Yes, it likely will be an awkward conversation, but Maroney advises laying it all out, preferences, boundaries, and fears, from the get-go. Not unlike the age-old wisdom of ripping off the Band-Aid rather than pulling incrementally, or jumping into the cool water rather than wading.

Regarding the actual doing, interviewee Dr. Iahn Gonsenhauser, chief quality and patient safety officer at The Ohio State University Wexner Medical Center, says to keep it simple.

“This is about your health and the health and safety of your family and friends,” he says. “You have every reason to be concerned and even scared. Be specific with regards to what your perceived risks are and the precautions that you are committed to taking. Would you prefer a virtual gathering? Be clear about it. Acknowledge differing opinions and understanding. Be explicit that while your opinion may be different, you are not willing to accept what you perceive as an increased risk to your health and safety and that this is not something you are willing to compromise, nor be convinced otherwise. Everyone is entitled to their beliefs, but you are not willing to debate yours.”

READ MORE: What are your travel plans for 2021?

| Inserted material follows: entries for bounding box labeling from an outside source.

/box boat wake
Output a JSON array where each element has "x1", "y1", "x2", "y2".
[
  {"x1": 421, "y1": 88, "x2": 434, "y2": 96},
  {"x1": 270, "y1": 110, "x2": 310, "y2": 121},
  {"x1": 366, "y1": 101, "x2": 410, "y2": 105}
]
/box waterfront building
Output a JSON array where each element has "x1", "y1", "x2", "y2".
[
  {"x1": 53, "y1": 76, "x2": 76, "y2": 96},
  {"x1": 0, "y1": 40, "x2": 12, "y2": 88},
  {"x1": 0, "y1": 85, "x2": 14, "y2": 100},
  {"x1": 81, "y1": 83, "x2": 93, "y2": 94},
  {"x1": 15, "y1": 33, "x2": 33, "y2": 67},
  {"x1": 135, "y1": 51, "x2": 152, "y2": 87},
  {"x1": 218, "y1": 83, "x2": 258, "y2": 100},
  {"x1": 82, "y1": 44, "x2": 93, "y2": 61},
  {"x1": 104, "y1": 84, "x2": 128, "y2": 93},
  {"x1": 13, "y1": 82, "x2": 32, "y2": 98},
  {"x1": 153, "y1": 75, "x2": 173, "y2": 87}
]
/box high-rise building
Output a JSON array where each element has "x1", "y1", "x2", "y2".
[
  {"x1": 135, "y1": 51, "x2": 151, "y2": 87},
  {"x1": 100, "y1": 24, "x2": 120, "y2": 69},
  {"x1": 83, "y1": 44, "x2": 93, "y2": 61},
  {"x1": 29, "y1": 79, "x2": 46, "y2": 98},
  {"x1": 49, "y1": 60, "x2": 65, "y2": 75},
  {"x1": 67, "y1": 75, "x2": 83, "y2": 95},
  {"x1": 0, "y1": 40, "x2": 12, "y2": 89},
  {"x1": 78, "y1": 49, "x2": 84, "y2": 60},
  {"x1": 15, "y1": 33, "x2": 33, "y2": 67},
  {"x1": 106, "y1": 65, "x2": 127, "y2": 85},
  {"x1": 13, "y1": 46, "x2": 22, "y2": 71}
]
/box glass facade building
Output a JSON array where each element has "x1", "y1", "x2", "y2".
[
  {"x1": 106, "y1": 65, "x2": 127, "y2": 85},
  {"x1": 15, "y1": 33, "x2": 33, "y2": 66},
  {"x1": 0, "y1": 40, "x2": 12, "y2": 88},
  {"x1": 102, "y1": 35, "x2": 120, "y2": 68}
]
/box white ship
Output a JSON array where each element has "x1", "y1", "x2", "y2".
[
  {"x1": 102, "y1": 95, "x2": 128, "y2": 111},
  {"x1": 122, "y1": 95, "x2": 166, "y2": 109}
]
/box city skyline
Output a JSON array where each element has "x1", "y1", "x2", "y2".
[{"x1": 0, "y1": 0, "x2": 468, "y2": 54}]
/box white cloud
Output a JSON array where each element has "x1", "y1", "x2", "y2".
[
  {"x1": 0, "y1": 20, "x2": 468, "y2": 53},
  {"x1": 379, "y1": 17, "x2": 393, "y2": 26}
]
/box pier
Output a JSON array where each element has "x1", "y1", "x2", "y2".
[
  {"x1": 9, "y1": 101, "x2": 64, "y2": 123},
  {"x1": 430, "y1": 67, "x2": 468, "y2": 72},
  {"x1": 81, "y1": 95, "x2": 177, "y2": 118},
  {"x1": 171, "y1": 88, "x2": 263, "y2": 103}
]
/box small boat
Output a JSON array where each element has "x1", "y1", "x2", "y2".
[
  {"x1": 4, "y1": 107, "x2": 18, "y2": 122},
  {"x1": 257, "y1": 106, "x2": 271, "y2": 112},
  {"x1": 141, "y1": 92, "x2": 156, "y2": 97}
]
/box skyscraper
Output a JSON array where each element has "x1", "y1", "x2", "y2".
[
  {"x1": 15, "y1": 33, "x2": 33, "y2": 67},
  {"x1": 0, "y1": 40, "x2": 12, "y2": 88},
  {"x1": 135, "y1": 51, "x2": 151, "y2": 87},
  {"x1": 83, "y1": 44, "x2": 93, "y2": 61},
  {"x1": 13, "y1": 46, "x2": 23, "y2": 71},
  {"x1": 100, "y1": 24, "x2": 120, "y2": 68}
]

If you decide to visit, but set boundaries others refuse to follow – like masks and distancing – Gonsenhauser offers a script:

“Unfortunately, we have been unable to find common ground. My health and safety (and that of my family) are my number one priority, and your decisions are placing me (us) at risk. If you are not willing to make a small and temporary compromise in order to allow me to feel safe and at ease, the answer is no.”

Gonsenhauser strongly suggests employing this “hard no.” It could be met with resistance, attempts at manipulation, and threats. (Families!) But there can be great power in the hard no – also known as the “hard pass” – especially if you repeat it more than once, without deviation. 

Words are powerful, particularly when spoken. Saying: My health and safety (and that of my family) are my number one priority, and your decisions are placing me (us) at risk can give you the strength to get through, whether it’s talking to your direct family about why you’re not traveling, or talking to relatives who pressure you to ignore your own interests.

As hard as it may seem to realize when you’re stressed, sticking to your guns is probably the best thing you can do to have actual happy holidays.